Assim como o futebol carioca,
as escolas deveriam rever seus conceitos

 

            Entra ano, sai ano, o disco de sambas-enredos do carnaval carioca parece mudar apenas de embalagem. Dois ou três bons sambas para salvar a pátria, um sem-número de marchas que se prestam a enredos pouco inspirados e a constatação de que as escolas não se preocupam tanto com a qualidade da música que vai embalar seu desfile no ano que vai chegar. Assim como o futebol carioca precisa de uma reciclagem urgente, as escolas de samba também precisam avaliar seus erros para tornar o espetáculo — visualmente, sempre impactante — em algo que agrade também aos ouvidos.
            Da safra que irá para a avenida em 2003, dois sambas merecem destaque, e não apenas pelo conjunto andamento-melodia-letra. A Beija-Flor de Nilópolis e a Unidos da Tijuca há alguns anos vêm apresentando boas músicas, frutos de uma bem estruturada renovação de suas alas de compositores, fato que não se observa em outras agremiações, onde os processos de escolha, infelizmente, ainda atendem interesses de fulano ou sicrano.
            A escola de Nilópolis traz um belo samba para um enredo que conta a história dos brasileiros que, de uma forma ou de outra, lutaram pela liberdade (“Grito forte dos Palmares, Zumbi/ Herói da Inconfidência, Tiradentes/ Nas caatingas do Nordeste, Lampião/ Todos lutaram contra a força da opressão”). Boa letra, linda melodia e andamento, hoje raro, de samba-enredo.
            A Unidos da Tijuca também apresenta um samba denso, até difícil, de estrutura clássica, sobre o melhor enredo do ano. A escola do Borel conta a história dos negros agudás, que, ao ganharem a liberdade no Brasil, voltaram para a África e, até hoje, preservam os valores culturais do Brasil dos tempos imperiais.

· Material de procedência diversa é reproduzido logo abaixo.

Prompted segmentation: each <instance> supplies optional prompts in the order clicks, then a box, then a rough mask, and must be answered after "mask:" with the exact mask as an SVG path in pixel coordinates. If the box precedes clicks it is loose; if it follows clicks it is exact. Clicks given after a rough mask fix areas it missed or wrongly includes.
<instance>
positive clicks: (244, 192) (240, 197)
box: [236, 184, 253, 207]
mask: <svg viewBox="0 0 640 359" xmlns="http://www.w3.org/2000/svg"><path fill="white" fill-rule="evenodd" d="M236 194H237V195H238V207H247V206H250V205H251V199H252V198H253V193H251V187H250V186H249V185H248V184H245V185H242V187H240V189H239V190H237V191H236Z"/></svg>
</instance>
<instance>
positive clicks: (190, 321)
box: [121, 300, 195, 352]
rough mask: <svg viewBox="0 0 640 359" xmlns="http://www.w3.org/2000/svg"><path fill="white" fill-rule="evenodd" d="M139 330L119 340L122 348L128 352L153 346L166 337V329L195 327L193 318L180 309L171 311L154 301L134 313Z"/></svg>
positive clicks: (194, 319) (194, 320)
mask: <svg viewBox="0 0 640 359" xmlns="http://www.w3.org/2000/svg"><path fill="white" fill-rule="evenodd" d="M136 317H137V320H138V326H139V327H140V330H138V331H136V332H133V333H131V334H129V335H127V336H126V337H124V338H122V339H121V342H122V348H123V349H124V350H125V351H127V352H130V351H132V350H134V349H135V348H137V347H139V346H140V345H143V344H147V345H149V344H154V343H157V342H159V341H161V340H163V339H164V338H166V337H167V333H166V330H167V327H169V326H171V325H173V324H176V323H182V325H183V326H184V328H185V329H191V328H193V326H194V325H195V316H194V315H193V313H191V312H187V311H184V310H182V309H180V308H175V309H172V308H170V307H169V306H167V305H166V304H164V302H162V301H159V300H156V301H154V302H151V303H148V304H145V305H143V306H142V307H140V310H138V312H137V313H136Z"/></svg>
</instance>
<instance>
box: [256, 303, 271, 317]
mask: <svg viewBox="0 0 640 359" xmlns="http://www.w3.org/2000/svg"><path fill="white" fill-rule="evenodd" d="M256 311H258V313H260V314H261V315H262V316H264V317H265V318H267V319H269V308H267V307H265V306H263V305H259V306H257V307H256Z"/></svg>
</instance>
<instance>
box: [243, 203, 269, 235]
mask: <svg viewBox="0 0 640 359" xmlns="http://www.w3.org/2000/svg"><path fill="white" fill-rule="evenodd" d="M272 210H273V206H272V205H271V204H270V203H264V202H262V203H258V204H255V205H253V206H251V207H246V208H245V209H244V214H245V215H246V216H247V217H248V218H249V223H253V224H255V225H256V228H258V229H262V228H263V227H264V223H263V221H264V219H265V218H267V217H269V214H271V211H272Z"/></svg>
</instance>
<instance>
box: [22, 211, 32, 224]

            Outro samba que merece destaque é o da Império Serrano. A escola apostou na parceria de figurões como Arlindo Cruz, Aluízio Machado, Carlos Sena e Maurição e não tem muito do que se arrepender. Para um enredo pouco inspirado, eles fizeram um samba com refrãos de resposta (“Prometeu roubou do sol...o fogo/ Trouxe a luz para iluminar... o fogo/ O que vem do coração... clareia/ Clareia igual a lua cheia”), recurso cada vez mais utilizado pelas escolas para ganhar a platéia.

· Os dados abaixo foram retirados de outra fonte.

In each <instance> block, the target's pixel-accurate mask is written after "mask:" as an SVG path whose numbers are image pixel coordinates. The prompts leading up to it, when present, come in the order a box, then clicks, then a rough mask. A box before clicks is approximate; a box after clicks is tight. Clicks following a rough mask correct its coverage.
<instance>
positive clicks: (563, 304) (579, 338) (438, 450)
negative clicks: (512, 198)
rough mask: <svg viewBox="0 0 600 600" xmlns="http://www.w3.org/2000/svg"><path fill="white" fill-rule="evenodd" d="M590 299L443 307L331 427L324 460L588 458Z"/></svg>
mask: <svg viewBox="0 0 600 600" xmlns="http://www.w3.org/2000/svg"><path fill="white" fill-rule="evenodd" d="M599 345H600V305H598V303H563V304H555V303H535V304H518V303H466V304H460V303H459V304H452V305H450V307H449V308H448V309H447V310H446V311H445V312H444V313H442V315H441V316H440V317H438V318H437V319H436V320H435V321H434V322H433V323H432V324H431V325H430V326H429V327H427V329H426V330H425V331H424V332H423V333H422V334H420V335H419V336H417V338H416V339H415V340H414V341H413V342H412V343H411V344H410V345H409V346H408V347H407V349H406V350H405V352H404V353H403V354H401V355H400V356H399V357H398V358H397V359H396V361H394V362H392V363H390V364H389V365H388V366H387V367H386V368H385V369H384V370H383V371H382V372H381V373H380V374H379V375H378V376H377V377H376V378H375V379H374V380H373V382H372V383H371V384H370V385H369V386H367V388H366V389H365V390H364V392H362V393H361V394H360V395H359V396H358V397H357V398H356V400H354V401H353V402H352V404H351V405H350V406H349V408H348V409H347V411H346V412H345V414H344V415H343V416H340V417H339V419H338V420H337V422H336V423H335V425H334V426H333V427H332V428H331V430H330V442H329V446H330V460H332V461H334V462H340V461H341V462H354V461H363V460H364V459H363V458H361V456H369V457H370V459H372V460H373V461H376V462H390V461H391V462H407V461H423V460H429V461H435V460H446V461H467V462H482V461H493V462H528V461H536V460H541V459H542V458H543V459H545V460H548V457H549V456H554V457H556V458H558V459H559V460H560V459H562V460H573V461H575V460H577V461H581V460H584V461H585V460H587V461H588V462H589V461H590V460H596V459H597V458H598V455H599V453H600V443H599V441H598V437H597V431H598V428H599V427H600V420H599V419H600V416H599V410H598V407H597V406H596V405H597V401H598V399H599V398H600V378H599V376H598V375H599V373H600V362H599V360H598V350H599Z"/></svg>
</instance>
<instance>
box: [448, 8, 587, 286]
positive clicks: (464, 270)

            Mangueira não repete a (boa) dose do último samba
            Campeã deste ano, a Mangueira, se não chega a ter um samba ruim, dificilmente vai conseguir a unanimidade do ano passado, quando cantou o Nordeste. O enredo sobre os dez mandamentos não chega a ser dos piores, mas o samba não empolga, apesar do eterno Jamelão.

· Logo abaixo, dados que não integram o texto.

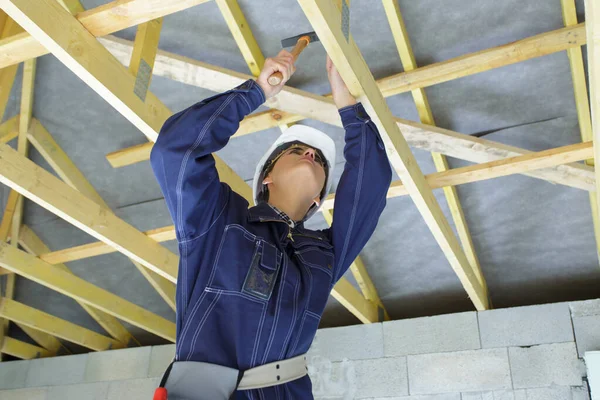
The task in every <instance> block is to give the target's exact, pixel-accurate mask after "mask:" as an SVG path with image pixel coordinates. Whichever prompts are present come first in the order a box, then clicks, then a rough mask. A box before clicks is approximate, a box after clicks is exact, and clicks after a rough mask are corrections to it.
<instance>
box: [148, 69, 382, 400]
mask: <svg viewBox="0 0 600 400" xmlns="http://www.w3.org/2000/svg"><path fill="white" fill-rule="evenodd" d="M264 101H265V96H264V93H263V91H262V89H261V88H260V86H258V84H256V82H254V81H253V80H248V81H247V82H245V83H244V84H242V85H240V86H239V87H237V88H235V89H232V90H230V91H227V92H225V93H222V94H219V95H216V96H213V97H211V98H208V99H206V100H204V101H201V102H199V103H197V104H195V105H193V106H191V107H190V108H188V109H186V110H183V111H181V112H179V113H177V114H175V115H173V116H172V117H171V118H169V119H168V120H167V121H166V122H165V124H164V126H163V128H162V130H161V132H160V135H159V136H158V140H157V141H156V144H155V145H154V147H153V149H152V154H151V157H150V160H151V164H152V168H153V170H154V174H155V175H156V178H157V179H158V182H159V184H160V187H161V189H162V191H163V193H164V196H165V200H166V202H167V206H168V208H169V211H170V213H171V216H172V218H173V221H174V223H175V228H176V233H177V240H178V242H179V253H180V260H179V275H178V277H177V295H176V303H177V344H176V360H178V361H202V362H208V363H213V364H219V365H224V366H227V367H231V368H236V369H238V370H242V371H243V370H246V369H249V368H252V367H255V366H259V365H263V364H266V363H270V362H274V361H279V360H283V359H287V358H291V357H294V356H297V355H301V354H303V353H305V352H306V351H307V350H308V348H309V347H310V345H311V343H312V341H313V338H314V336H315V333H316V330H317V327H318V325H319V321H320V319H321V315H322V313H323V309H324V307H325V303H326V302H327V298H328V296H329V293H330V292H331V289H332V288H333V286H334V284H335V283H336V282H337V281H338V280H339V279H340V278H341V277H342V275H344V272H346V270H347V269H348V268H349V266H350V264H351V263H352V262H353V261H354V259H355V258H356V257H357V256H358V254H359V252H360V251H361V249H362V248H363V246H364V245H365V244H366V243H367V240H368V239H369V237H370V236H371V234H372V233H373V231H374V230H375V226H376V225H377V221H378V219H379V216H380V214H381V212H382V211H383V209H384V207H385V203H386V193H387V190H388V188H389V186H390V183H391V176H392V173H391V168H390V164H389V161H388V158H387V155H386V152H385V150H384V146H383V142H382V141H381V138H380V136H379V133H378V132H377V128H376V127H375V125H374V123H373V122H372V121H370V120H369V117H368V115H367V113H366V112H365V110H364V108H363V106H362V105H361V104H360V103H359V104H356V105H354V106H349V107H345V108H343V109H341V110H340V111H339V112H340V116H341V119H342V122H343V125H344V128H345V130H346V135H345V140H346V145H345V147H344V157H345V159H346V163H345V166H344V172H343V175H342V177H341V181H340V182H339V185H338V188H337V191H336V197H335V211H334V218H333V226H332V227H331V228H330V229H325V230H322V231H311V230H308V229H306V228H304V226H303V224H302V223H298V224H296V226H295V227H294V228H293V229H292V227H290V226H288V224H287V223H286V222H284V221H283V219H282V218H281V217H280V216H279V215H278V213H277V212H276V211H274V210H273V209H272V208H271V207H270V206H269V205H268V204H266V203H261V204H258V205H257V206H254V207H251V208H248V206H249V204H248V202H247V201H246V200H245V199H244V198H243V197H241V196H240V195H238V194H237V193H235V192H234V191H233V190H231V188H230V187H229V186H228V185H227V184H225V183H223V182H220V181H219V177H218V174H217V170H216V167H215V161H214V158H213V156H212V155H211V153H213V152H216V151H218V150H220V149H222V148H223V147H224V146H225V145H226V144H227V143H228V141H229V138H230V137H231V136H232V135H233V134H234V133H235V132H236V131H237V129H238V126H239V123H240V121H241V120H242V119H243V118H244V117H245V116H246V115H248V114H250V113H251V112H252V111H254V110H255V109H256V108H258V107H259V106H260V105H261V104H262V103H263V102H264ZM290 233H291V239H290ZM236 396H237V398H238V399H312V398H313V396H312V386H311V382H310V379H309V377H308V376H305V377H304V378H301V379H298V380H296V381H293V382H290V383H287V384H283V385H277V386H273V387H269V388H264V389H257V390H248V391H239V392H238V393H237V394H236Z"/></svg>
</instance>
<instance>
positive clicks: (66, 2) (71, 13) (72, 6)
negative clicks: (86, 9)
mask: <svg viewBox="0 0 600 400" xmlns="http://www.w3.org/2000/svg"><path fill="white" fill-rule="evenodd" d="M57 1H58V2H59V3H60V5H61V6H63V8H64V9H65V10H67V11H68V12H70V13H71V14H73V15H77V14H79V13H81V12H84V11H85V8H83V6H82V5H81V3H80V2H79V0H57Z"/></svg>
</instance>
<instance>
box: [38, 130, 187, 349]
mask: <svg viewBox="0 0 600 400" xmlns="http://www.w3.org/2000/svg"><path fill="white" fill-rule="evenodd" d="M28 138H29V140H30V142H31V143H32V144H33V145H34V147H35V148H36V150H38V152H39V153H40V154H41V155H42V156H43V157H44V159H45V160H46V161H47V162H48V164H50V166H51V167H52V168H53V169H54V171H55V172H56V173H57V175H58V176H59V177H61V179H62V180H63V181H64V182H66V183H67V184H68V185H69V186H71V187H72V188H73V189H76V190H78V191H79V192H81V193H82V194H83V195H84V196H87V198H88V199H91V200H92V201H94V202H95V203H96V204H98V205H100V206H102V207H105V208H107V209H109V208H110V207H109V206H108V204H106V202H104V200H103V199H102V197H100V195H99V194H98V192H97V191H96V190H95V189H94V187H93V186H92V185H91V184H90V183H89V182H88V180H87V179H86V178H85V177H84V176H83V174H82V173H81V171H79V169H78V168H77V166H75V164H74V163H73V162H72V161H71V159H70V158H69V156H68V155H67V154H66V153H65V152H64V151H63V149H62V148H61V147H60V146H59V145H58V143H56V141H55V140H54V138H53V137H52V136H51V135H50V133H49V132H48V131H47V130H46V129H45V128H44V126H43V125H42V124H41V123H40V122H39V121H37V120H35V119H34V120H33V122H32V126H31V129H30V130H29V135H28ZM48 252H50V250H49V249H47V250H45V251H40V252H37V254H44V253H48ZM130 261H131V262H132V263H133V265H134V266H135V267H136V268H137V269H138V270H139V267H140V264H139V263H138V262H136V261H134V260H131V259H130ZM140 272H141V273H142V275H143V276H144V278H146V279H147V280H148V282H149V283H150V285H151V286H152V287H154V288H155V289H156V290H157V291H158V294H159V295H160V296H161V297H162V298H163V299H164V300H165V301H166V302H167V304H168V305H169V307H171V308H172V309H173V310H174V309H175V285H174V284H173V283H172V282H169V281H168V280H167V279H165V278H163V277H162V276H160V275H158V274H156V273H154V272H152V271H149V270H148V271H147V272H146V271H141V270H140ZM109 332H110V331H109ZM117 332H119V334H120V335H121V336H122V335H123V332H121V331H120V330H118V331H117ZM128 336H129V337H123V338H124V339H127V341H126V342H125V343H129V339H131V335H128ZM134 342H135V341H134Z"/></svg>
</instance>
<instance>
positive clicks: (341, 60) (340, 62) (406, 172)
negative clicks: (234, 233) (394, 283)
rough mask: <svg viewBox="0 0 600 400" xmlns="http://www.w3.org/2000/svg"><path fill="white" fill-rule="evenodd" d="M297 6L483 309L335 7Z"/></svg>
mask: <svg viewBox="0 0 600 400" xmlns="http://www.w3.org/2000/svg"><path fill="white" fill-rule="evenodd" d="M298 2H299V3H300V6H301V7H302V10H303V11H304V13H305V14H306V17H307V18H308V20H309V22H310V23H311V25H312V27H313V29H314V30H315V31H316V33H317V35H318V36H319V39H320V41H321V43H323V46H324V47H325V50H326V51H327V53H328V54H329V56H330V57H331V60H332V61H333V63H334V64H335V65H336V67H337V69H338V71H339V72H340V75H341V76H342V78H343V79H344V82H346V85H347V86H348V88H349V89H350V92H351V93H352V94H353V95H354V96H355V97H356V98H357V100H359V101H360V102H362V104H363V105H364V107H365V109H366V110H367V112H368V113H369V116H370V117H371V120H372V121H373V122H374V123H375V124H376V125H377V127H378V129H379V133H380V136H381V138H382V140H383V142H384V144H385V147H386V150H387V153H388V156H389V158H390V162H391V165H392V167H393V169H394V170H395V171H396V173H397V174H398V176H399V177H400V178H401V179H402V180H403V181H404V184H405V185H406V187H407V189H408V192H409V194H410V196H411V198H412V199H413V201H414V203H415V205H416V207H417V209H418V210H419V212H420V213H421V215H422V216H423V219H424V220H425V223H426V224H427V226H428V227H429V229H430V230H431V232H432V234H433V236H434V238H435V239H436V241H437V242H438V244H439V246H440V248H441V249H442V251H443V252H444V254H445V255H446V258H447V259H448V262H449V263H450V265H451V266H452V268H453V269H454V271H455V273H456V274H457V276H458V278H459V280H460V281H461V283H462V285H463V287H464V288H465V290H466V292H467V294H468V295H469V297H470V299H471V301H472V302H473V304H474V305H475V308H476V309H478V310H485V309H487V308H488V299H487V295H486V293H485V290H484V289H483V288H482V286H481V284H480V283H479V281H478V279H477V277H476V275H475V274H474V272H473V270H472V268H471V266H470V265H469V263H468V260H467V258H466V256H465V254H464V252H463V251H462V249H461V248H460V244H459V243H458V240H457V239H456V237H455V236H454V232H453V231H452V228H451V227H450V225H449V224H448V221H447V220H446V218H445V216H444V214H443V212H442V210H441V208H440V206H439V204H438V203H437V201H436V199H435V197H434V195H433V192H432V191H431V188H430V187H429V185H428V184H427V182H426V180H425V177H424V175H423V173H422V172H421V170H420V169H419V166H418V164H417V162H416V160H415V158H414V155H413V154H412V153H411V151H410V149H409V147H408V143H407V142H406V140H405V139H404V136H402V133H401V131H400V129H399V128H398V125H397V123H396V121H395V120H394V117H393V115H392V113H391V111H390V110H389V108H388V106H387V104H386V102H385V99H384V97H383V95H382V94H381V91H380V90H379V88H378V86H377V83H376V82H375V79H374V78H373V75H372V74H371V71H370V70H369V68H368V66H367V64H366V62H365V61H364V59H363V58H362V55H361V53H360V51H359V50H358V47H357V46H356V43H355V42H354V40H353V39H352V36H351V35H350V36H348V39H346V38H345V37H344V34H343V32H342V26H341V15H340V11H339V9H338V8H337V7H336V6H335V4H333V3H331V2H330V1H328V0H299V1H298ZM334 218H335V216H334Z"/></svg>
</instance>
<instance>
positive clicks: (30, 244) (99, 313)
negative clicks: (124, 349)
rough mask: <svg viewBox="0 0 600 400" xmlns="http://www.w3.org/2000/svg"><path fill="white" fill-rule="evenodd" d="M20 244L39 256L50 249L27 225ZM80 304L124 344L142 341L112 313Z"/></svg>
mask: <svg viewBox="0 0 600 400" xmlns="http://www.w3.org/2000/svg"><path fill="white" fill-rule="evenodd" d="M19 244H20V245H21V247H23V248H24V249H25V250H26V251H27V252H28V253H29V254H31V255H33V256H37V255H39V254H42V253H48V252H49V251H50V249H49V248H48V246H46V244H45V243H44V242H42V240H41V239H40V238H39V237H38V236H37V235H36V234H35V233H34V232H33V231H32V230H31V229H30V228H29V227H27V226H26V225H23V226H22V227H21V235H20V237H19ZM54 266H55V267H57V268H59V269H60V270H62V271H66V272H68V273H71V274H72V273H73V272H72V271H71V270H70V269H69V268H68V267H67V266H66V265H64V264H55V265H54ZM77 302H78V303H79V305H80V306H81V307H82V308H83V309H84V310H85V311H86V312H87V313H88V314H89V315H90V316H91V317H92V318H93V319H94V320H95V321H96V322H97V323H98V325H100V326H101V327H102V328H104V330H105V331H106V332H108V334H109V335H111V336H112V337H113V338H115V339H116V340H118V341H119V342H121V343H122V344H123V345H124V346H135V345H139V344H140V343H139V342H138V341H137V339H135V338H134V337H133V336H132V335H131V333H129V332H128V331H127V329H126V328H125V327H124V326H123V324H121V322H119V320H118V319H116V318H115V317H113V316H112V315H109V314H106V313H104V312H102V311H100V310H97V309H96V308H94V307H91V306H89V305H87V304H85V303H83V302H81V301H77Z"/></svg>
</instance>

            Se o futebol precisa rever seus conceitos, a começar por cartolas e treinadores, nas escolas o problema está centrado na figura de seus dirigentes e dos carnavalescos, irmãos em empáfia e “idéias geniais” dos nossos técnicos. Alguns enredos beiram o ridículo, tamanha a falta de criatividade, vazio este, muitas vezes, inevitavelmente reproduzido por seus compositores. Como fazer um bom samba sobre doação de órgãos (da Mocidade), sobre o jeitinho brasileiro (da Porto da Pedra), ou sobre Ronaldinho (da, sempre ela, Tradição)? Apelação tem limite!

 
João Pimentel
O Globo em 2 de Dezembro de 2002
(É colunista do Jornal O Globo e Crítico musical)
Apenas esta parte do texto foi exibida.